Mrs. Arthur Rubloff of Chicago got a present from her husband last week: A $1,500 beaver coat. Art Rubloff, ex-shoe-shine boy, now a top Chicago real-estate man, was feeling chipper. Said he: “I’ve done myself a nice fat deal.” The “fat deal” was for a new $4,700,000 Greyhound bus terminal which will streamline the skyline of Chicago’s Loop.
As agent for Greyhound, Rubloff bought the famous old Ashland Block, a 16-story terra cotta skyscraper that sunburned the tonsils of visitors to the World Columbian Exposition in 1893. He also bought seven adjoining properties, making 70,000 square feet in all. Total cost: $1,700,000. Best guess on Rubloff’s commission: $50,000.
When & if Greyhound can get steel and other construction materials (probably not very soon), it will tear the old buildings down. In their place will rise a long, low (four stories) $3,000,000 building which will be the world’s largest and swankest bus station. Busses will enter the basement by ramps, unload passengers to escalators running to a first floor complete with waiting rooms, shops, restaurant, newsreel theater, parking garage.
Rubloff has worked on the deal for 30 months, scurrying around for options, renewing them when they expired, getting 2,200 of the Ashland Block’s certificate holders to approve a sale. “All big deals are one long series of headaches,” he said last week. “I used stooges and dummies and anything I could think of. … I scarcely even tell myself what I’m doing until I’m through.” Rubloff, 39, quit grade school to shine shoes and peddle newspapers for a living, got into real estate in 1919 as an office boy.

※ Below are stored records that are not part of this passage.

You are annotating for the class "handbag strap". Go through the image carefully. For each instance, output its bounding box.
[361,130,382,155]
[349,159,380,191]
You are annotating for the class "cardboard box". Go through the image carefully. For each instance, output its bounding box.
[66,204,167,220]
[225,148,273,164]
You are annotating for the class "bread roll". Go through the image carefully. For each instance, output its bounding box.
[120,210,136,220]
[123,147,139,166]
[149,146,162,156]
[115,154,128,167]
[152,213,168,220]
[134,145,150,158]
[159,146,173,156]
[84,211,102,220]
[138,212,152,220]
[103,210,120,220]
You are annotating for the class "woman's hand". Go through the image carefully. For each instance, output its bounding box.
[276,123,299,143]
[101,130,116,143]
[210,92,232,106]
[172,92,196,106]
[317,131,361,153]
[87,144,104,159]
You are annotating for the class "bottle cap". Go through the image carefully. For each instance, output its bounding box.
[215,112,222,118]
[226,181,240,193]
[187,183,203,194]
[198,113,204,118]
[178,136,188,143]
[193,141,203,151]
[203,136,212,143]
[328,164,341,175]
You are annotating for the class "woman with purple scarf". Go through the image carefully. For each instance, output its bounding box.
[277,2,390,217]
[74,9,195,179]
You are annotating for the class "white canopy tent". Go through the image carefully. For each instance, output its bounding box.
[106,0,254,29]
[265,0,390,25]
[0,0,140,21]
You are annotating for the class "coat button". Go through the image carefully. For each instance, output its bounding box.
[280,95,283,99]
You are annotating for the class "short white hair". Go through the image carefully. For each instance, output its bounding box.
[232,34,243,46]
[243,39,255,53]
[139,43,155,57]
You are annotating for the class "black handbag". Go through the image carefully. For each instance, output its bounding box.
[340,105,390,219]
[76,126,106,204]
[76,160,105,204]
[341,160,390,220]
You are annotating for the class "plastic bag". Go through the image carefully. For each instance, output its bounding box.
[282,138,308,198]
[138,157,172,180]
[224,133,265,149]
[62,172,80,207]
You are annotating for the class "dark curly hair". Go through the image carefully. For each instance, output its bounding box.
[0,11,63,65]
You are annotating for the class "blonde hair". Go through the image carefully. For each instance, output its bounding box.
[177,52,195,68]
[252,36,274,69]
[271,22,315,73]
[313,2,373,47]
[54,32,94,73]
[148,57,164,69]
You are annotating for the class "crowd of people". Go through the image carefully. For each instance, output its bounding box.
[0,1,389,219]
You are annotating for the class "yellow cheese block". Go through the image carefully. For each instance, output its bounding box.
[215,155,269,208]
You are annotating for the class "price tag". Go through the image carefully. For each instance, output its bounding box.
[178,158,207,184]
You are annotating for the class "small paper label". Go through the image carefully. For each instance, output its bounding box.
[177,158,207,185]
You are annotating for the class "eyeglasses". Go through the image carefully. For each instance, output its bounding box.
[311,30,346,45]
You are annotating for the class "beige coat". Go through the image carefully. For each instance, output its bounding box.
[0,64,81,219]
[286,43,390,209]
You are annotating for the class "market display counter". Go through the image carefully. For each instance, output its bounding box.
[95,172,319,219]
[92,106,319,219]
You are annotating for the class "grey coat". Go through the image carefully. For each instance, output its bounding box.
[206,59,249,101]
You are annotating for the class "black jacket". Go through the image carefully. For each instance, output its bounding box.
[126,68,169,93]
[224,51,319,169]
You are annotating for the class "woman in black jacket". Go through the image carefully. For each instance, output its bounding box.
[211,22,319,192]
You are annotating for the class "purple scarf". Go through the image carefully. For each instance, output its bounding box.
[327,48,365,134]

His only departure from the Alger script was in the lush ’20s: “I made plenty of dough but I spent it—while the other boys were losing theirs in the stockmarket.” When he went into business for himself in 1930 he didn’t have a dime. He rented a $45-a-month office, got $1,500 worth of credit from a sign-painting company, talked himself into managing properties that had been hard hit by depression. In the first year, he says, he made $57,000.
Since then he has been agent in Equitable Life Assurance Society’s $1,275,000 purchase of a La Salle Street office building, in several other spectacular deals. Last week’s was tops to date; Rubloff calls it “Chicago’s biggest real-estate deal in three decades.” Tall and trim, Rubloff lives in the fashionable Lake Shore Drive Hotel, spends weekends raising flowers and Gordon setters on a 314-acre Wisconsin estate which he bought two years ago for $300,000. On the estate are 40 acres of woods which Rubloff calls “the national park.”
Rubloff on Rubloff: “I’ve been told that I’ve performed real-estate miracles, but there are no miracles. … I have vision and I know how to work. . . . I’ve got a new deal brewing now, and boy it’ll really wake up the old town.”